Internet and Museums: The virtual project “The Imperial Hermitage. Marking Its 170th Anniversary” launched
The new project The Imperial Hermitage. Marking Its 170th Anniversary was launched on the website of the State Hermitage Museum in the Virtual Visit section.
It features several sections highlighting different aspects of the life of the museum: the construction of the New Hermitage building, the creation of a public museum, the expansion of the collections, as well as the history of the museum’s first directors and keepers.
The virtual tour was based on the watercolour pictures, in which the artists Konstantin Ukhtomsky, Eduard Hau and Luigi Premazzi with astonishing precision captured looks of the halls and galleries of the New Hermitage. These pictures provide an opportunity to travel back to the Imperial Museum of the mid-1800s and stroll around its halls alongside the earliest visitors.
A series of photographs of the halls was taken specially for the virtual project to go with the watecolour pictures, in order to simultaneously show their similarities and differences. The photographing of the halls was done using a number of special techniques, including determining the viewpoint, panoramic and spherical shots, the processing and transformation of a panorama to produce a “flat” photograph, retouching and colour correction of the lighting.
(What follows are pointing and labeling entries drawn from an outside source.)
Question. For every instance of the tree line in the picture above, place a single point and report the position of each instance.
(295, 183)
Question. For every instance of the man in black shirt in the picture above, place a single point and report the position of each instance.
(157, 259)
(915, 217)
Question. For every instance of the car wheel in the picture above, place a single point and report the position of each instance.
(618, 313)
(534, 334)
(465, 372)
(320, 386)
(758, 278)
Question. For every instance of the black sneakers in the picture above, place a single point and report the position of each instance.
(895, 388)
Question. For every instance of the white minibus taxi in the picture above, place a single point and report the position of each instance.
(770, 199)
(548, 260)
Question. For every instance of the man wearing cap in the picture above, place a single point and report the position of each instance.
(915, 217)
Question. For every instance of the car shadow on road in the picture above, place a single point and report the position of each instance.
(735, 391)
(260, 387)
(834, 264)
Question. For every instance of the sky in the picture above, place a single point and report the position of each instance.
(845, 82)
The Imperial Hermitage was the first public museum in Russia, created by Tsar Nicholas I. He wanted to make the Russian rulers’ extremely rich art collections accessible to the general public.
Nicholas entrusted the design of a building for the future museum worthy of the works that were to be kept there to the celebrated Bavarian court architect Leo von Klenze. Vasily Stasov, whom the Emperor appointed chief architect of the Building Commission, was responsible for the implementation of Klenze’s concept, since Klenze himself was unable to carry out architectural supervision as he remained in the service of King Ludwig I of Bavaria.
The solemn opening of the museum, marked by a grand celebration held in the New Hermitage, took place on February 5, 1852. The event was complemented by a prayer service, large-scale receptions and balls.
By the beginning of XX Century, the Hermitage became a first-rate European-type museum with outstanding specialists working in it and hundreds of thousands people visiting it each year. World War I interrupted the normal life of the museum. When peace came after the revolutions and wars, the Hermitage had lost the word “Imperial” from its name.